I think you're being a bit harsh on yourself there hairchick! None of us are perfect ... i'm sure I've done many things "wrong" that you and everyone else in the world has done right! I think the fact that your daughter has been able to make this decision with you is a credit to how you have brought her up ... be proud of what you're both achieving :)

I'm terrible at eating veggies so I have started making homemade soup to up my intake ... this might work for your daughter?! Basically I dump all the (acceptable) veg i have in my fridge into a pot with some stock and water, herbs, pepper and garlic powder (whatever i have in really) .. cook and blend! I have to say I find it tastes great every time :) I know some other people who chuck some spices and/or chilli in too ... not my cup of tea but it is another option to get it tasting how your daughter might like it!

mizski
06-05-2010, 05:45 PM
Basically I dump all the (acceptable) veg i have in my fridge into a pot with some stock and water, herbs, pepper and garlic powder (whatever i have in really) .. cook and blend!

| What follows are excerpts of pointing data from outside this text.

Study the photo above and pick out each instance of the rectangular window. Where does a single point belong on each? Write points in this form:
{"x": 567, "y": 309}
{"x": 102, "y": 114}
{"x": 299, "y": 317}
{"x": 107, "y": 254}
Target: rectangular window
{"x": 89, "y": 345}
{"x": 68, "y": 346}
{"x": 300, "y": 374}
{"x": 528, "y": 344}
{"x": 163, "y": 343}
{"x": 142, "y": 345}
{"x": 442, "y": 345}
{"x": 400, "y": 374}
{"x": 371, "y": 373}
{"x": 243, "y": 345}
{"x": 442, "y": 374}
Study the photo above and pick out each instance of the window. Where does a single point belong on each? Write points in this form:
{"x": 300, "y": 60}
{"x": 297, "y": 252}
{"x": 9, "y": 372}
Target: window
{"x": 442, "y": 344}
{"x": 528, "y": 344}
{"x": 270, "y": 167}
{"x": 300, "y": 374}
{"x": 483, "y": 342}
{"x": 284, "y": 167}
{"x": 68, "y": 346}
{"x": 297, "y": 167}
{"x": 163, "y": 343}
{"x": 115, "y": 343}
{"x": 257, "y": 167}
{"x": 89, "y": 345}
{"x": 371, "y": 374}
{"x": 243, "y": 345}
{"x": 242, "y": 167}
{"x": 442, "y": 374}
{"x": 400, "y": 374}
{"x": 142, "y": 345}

I have to say I find it tastes great every time :)

I've done this for years. It's a great way to use up leftovers too. Trouble is sometimes you get an outstanding pot of soup which can never be replicated again because it's just a bunch of stuff thrown in a pot! :lol:

Sometimes I add some shredded cheese and/or heavy cream to the soup. That's tasty too. :)

imstuffed
06-05-2010, 05:50 PM
Sometimes I add some shredded cheese and/or heavy cream to the soup

i'm not sure about cheese but creamy soup sounds amazing... do you need to put it in just before serving so it doesn't curdle or does the cream cook ok?

hairchick40v
06-05-2010, 07:05 PM
Yummy veggie soup, great idea... I am gonna try that!!

mizski
06-06-2010, 02:56 AM
i'm not sure about cheese but creamy soup sounds amazing... do you need to put it in just before serving so it doesn't curdle or does the cream cook ok?

I put the cream in at the end when the soup is done and just heat it up so the soup is hot again.

After the initial soup serving, I usually reheat my soup in a big soup mug and sometimes it reaches boiling/bubbling. Never had any curdling problems. I also freeze soups too and it comes out fine when reheated. The soup separates when it's thawed but just stir it up and reheat. HTH :)

p.s. Another thing I do often is to add some canned pumpkin to soups/chili. Adds lots of good veg carbs, thickens the soup somewhat and you can't taste the pumpkin.

imstuffed
06-06-2010, 09:16 AM
Added cream to todays soup serving and it gets two big thumbs up from me :)

hairchick40v
06-06-2010, 10:24 PM
Cool I think I will make some tomorrow!! Are you talking about heavy cream or half and half???

mizski
06-07-2010, 03:02 AM
Cool I think I will make some tomorrow!! Are you talking about heavy cream or half and half???

Use heavy cream for the best taste. I occasionally have light cream and have used that but it's not as rich. I don't use half & half on Atkins...too carby.

hairchick40v
06-07-2010, 08:42 AM
Oh ok great!! I will pick some up today!! I am gonna try it.. I love soup!!